9:23-24. Os tocadores de flauta estavam lá para liderar a multidão em luto. A tradição preservada nos rabinos insistia em várias mulheres profissionais enlutadas para o funeral até mesmo da pessoa mais pobre; o funeral de um membro de uma família proeminente como esta teria muitos enlutados. A liberação catártica do luto incluía gritos e batidas no peito. Como os corpos se decompunham rapidamente na Palestina, os enlutados deveriam ser reunidos, se possível, imediatamente após a morte de alguém. O sono era um eufemismo comum para a morte (embora contrastado aqui).

9:25-26. O tipo de impureza ritual mais contaminante que alguém poderia contrair na lei judaica vinha de tocar um cadáver, gerando impureza por sete dias (Nm 19:11-22).

9:27-34 Curando Olhos Cegos

9:27-31. “Filho de Davi” era o título do Messias, mas na maioria das expectativas o Messias era uma figura política ou militar em vez de um curador. Mas esses cegos entendem uma conexão entre a cura e a identidade de Jesus que vai além da tradição judaica. Deus governou sobre a cegueira e a visão (Êx 4:11; Pv 20:12) e podia responder às orações dos profetas para remover e restaurar a visão humana (2 Reis 6:18-20). Mateus repete ou oferece um relato análogo em 20:29-34; Gênesis e outras obras anteriores também relataram incidentes análogos, convidando seu público a ler cada incidente à luz dos outros (por exemplo, Gn 12:10-20; 20:1-18; 26:7-11).

9:32-34. Elias e Eliseu haviam feito milagres de cura extraordinários; Davi é a única figura registrada do Antigo Testamento que Deus usou no exorcismo (1 Sam 16:23). Mateus 9:33 indica assim que as multidões ficaram muito impressionadas com seus milagres.

9:35-38 Mais Obreiros Necessários

As obras de Jesus em 8:1–9:35 devem se tornar as de seus discípulos no capítulo 10. Esperava-se que os discípulos continuassem as obras de seus mestres.
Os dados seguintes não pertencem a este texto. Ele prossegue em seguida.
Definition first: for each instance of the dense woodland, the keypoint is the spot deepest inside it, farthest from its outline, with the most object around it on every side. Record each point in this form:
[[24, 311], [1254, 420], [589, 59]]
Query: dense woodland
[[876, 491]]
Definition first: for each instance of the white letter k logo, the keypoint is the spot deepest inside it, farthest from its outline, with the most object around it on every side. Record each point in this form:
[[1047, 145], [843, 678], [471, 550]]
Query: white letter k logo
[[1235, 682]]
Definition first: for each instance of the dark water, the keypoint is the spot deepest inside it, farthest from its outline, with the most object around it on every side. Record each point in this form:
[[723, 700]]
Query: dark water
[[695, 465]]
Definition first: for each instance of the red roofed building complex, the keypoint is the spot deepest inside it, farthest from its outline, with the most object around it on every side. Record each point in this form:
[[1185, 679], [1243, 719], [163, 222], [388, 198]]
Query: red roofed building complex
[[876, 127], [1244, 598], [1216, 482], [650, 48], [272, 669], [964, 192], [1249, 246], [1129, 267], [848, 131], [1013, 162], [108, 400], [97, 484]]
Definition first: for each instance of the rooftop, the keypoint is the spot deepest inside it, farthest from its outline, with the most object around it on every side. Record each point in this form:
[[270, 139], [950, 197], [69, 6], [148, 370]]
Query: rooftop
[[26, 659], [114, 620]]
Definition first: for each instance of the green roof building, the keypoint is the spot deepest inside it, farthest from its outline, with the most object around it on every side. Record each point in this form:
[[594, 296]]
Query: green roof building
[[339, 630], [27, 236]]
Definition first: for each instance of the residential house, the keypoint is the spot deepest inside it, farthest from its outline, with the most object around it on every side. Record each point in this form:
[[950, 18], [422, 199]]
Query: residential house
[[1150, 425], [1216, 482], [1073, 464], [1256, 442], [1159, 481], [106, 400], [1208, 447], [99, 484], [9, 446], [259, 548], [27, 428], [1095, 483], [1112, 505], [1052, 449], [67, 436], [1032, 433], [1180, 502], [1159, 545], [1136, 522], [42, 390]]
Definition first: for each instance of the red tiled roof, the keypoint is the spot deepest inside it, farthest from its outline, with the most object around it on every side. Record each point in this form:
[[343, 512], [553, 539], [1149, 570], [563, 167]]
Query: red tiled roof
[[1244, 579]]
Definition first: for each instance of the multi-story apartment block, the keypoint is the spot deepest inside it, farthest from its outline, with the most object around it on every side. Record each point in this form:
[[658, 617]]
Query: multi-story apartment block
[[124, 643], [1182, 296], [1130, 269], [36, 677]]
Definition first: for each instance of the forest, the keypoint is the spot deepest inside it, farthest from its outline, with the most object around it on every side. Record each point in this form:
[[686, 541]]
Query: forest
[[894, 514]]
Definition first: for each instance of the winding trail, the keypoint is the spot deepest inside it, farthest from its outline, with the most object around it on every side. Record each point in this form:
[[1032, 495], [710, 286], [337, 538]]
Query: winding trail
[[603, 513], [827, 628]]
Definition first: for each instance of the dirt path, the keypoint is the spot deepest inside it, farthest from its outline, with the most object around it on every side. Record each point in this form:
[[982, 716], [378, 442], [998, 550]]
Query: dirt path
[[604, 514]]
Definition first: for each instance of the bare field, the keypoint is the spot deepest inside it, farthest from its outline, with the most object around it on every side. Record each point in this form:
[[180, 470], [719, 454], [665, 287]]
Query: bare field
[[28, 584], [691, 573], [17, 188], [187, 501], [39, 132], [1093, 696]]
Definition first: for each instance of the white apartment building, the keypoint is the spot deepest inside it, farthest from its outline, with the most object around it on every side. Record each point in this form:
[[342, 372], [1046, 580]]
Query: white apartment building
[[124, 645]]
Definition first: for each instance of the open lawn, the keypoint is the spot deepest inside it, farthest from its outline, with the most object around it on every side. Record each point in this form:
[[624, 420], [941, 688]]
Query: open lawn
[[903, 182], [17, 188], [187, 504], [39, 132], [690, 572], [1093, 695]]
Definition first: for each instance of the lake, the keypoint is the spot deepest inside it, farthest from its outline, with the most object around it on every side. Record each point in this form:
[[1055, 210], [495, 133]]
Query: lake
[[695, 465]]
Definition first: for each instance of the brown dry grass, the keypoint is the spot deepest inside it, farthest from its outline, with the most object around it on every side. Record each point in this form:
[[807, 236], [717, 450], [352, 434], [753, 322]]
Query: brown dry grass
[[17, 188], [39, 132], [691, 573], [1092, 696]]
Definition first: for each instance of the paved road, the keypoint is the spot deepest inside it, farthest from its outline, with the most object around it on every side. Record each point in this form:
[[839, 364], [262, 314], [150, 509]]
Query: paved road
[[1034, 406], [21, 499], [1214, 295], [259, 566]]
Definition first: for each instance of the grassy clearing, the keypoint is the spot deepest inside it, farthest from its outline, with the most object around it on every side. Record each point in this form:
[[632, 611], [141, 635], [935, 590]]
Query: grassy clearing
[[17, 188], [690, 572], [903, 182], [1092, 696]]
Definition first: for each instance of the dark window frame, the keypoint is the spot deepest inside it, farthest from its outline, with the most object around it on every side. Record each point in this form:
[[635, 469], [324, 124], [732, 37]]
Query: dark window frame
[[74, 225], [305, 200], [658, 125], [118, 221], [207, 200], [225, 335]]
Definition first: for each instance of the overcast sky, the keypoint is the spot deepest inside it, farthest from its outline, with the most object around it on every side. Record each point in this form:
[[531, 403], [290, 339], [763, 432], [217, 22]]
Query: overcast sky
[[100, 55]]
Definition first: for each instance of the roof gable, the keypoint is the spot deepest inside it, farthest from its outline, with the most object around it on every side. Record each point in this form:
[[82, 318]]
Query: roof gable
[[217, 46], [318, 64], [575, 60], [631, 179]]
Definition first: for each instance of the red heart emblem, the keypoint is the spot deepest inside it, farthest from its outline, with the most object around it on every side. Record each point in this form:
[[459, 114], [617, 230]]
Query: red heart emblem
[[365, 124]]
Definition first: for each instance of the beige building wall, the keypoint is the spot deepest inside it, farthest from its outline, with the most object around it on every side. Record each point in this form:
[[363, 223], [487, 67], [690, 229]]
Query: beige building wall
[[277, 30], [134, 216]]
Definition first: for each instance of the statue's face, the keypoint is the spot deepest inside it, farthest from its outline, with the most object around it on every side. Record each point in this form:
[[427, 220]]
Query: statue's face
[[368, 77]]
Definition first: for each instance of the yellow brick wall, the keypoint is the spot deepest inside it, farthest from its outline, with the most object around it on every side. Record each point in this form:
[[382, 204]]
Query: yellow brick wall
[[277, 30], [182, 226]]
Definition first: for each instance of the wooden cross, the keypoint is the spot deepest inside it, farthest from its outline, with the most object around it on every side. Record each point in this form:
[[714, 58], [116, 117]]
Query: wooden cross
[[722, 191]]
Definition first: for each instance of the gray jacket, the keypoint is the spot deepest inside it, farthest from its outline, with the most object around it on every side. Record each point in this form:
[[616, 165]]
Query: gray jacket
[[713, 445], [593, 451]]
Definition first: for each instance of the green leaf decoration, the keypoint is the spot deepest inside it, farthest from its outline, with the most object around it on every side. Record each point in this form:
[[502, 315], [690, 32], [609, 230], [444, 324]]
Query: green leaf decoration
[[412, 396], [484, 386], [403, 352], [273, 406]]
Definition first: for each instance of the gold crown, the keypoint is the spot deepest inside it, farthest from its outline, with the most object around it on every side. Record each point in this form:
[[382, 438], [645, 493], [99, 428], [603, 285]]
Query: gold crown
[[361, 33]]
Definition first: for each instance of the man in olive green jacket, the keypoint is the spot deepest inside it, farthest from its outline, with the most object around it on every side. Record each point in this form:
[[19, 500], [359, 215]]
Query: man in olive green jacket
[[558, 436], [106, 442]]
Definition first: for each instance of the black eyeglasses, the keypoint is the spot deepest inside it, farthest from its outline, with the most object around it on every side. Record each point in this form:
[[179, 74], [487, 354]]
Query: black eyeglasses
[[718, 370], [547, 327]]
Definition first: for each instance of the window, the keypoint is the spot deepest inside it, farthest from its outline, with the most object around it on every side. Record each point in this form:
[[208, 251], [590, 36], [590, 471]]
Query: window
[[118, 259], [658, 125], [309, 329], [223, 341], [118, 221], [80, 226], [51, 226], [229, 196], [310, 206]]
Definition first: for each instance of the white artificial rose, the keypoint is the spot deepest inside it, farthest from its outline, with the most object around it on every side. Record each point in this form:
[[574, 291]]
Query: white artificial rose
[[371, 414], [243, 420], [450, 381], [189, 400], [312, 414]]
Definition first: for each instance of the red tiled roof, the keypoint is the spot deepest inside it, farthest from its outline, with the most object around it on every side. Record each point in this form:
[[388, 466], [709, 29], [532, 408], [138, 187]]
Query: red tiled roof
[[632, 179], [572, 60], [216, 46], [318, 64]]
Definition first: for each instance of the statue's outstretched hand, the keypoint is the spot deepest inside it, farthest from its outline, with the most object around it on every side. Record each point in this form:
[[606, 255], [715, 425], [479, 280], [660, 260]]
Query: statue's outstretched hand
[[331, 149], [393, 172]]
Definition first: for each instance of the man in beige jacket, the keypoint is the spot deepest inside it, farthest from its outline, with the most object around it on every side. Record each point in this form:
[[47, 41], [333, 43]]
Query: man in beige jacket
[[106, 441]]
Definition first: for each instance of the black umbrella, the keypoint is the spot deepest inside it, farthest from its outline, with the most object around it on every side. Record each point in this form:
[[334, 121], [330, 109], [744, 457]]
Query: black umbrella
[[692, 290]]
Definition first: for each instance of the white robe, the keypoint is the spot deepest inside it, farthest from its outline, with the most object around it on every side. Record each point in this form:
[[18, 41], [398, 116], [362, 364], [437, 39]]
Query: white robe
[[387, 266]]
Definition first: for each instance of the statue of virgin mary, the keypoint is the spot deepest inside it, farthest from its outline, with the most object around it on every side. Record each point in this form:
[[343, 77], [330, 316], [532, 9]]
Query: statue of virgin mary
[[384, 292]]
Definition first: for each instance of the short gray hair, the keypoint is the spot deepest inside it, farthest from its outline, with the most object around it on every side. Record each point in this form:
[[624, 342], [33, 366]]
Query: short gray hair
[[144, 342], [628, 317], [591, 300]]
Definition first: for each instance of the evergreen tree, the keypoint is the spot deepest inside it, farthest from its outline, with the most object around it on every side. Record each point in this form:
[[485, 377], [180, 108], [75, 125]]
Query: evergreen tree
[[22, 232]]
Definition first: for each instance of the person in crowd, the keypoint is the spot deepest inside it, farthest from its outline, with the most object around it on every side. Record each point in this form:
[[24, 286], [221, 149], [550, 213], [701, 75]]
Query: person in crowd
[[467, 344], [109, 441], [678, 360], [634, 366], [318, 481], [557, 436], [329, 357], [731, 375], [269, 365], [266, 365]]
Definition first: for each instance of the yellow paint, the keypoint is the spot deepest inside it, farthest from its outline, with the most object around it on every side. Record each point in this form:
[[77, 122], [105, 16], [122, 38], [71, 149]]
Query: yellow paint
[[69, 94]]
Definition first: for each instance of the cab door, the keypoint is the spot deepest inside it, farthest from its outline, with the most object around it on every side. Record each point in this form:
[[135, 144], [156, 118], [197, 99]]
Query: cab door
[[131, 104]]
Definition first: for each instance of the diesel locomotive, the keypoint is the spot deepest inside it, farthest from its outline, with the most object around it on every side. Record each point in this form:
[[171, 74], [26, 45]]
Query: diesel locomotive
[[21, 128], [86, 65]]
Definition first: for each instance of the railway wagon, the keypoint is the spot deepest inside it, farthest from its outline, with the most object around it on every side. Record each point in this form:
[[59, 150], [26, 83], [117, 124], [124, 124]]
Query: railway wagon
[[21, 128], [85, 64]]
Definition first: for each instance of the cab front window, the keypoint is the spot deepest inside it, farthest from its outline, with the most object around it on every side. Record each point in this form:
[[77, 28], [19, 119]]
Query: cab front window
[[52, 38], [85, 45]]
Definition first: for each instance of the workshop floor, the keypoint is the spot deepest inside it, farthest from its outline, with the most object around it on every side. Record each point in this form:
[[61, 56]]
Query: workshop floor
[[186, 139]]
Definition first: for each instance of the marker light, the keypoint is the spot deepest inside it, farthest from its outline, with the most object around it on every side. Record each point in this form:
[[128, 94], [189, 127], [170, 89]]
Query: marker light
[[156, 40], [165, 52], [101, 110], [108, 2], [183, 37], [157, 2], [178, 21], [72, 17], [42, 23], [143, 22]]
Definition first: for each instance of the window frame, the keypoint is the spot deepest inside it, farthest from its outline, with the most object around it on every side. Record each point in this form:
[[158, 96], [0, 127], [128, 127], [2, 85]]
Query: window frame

9:35-36. Sem Moisés (Nm 27:17) ou um rei (1 Reis 22:17; 2 Crônicas 18:16), dizia-se que Israel estava “sem pastor” ou governante. Quando Israel estivesse sem outros pastores fiéis (líderes religiosos), o próprio Deus se tornaria seu pastor (Ez 34:11-16, esp. 34:5: espalhados por falta de pastor); o ministério do pastor incluía alimentar (34:2-3), curar (34:4) e trazer de volta a ovelha perdida (34:4-6). Mateus 9:36 também implica que aqueles encarregados de pastorear Israel, seus líderes, estavam falhando.

9:37-38. A colheita era urgente e tinha que ser concluída dentro de uma estreita janela de tempo. “Colheita” poderia ser usada como uma imagem para o fim dos tempos (cf. comentário em 3:12). Um rabino do final do primeiro século disse algo semelhante a 9:37; talvez já fosse um ditado judeu padrão.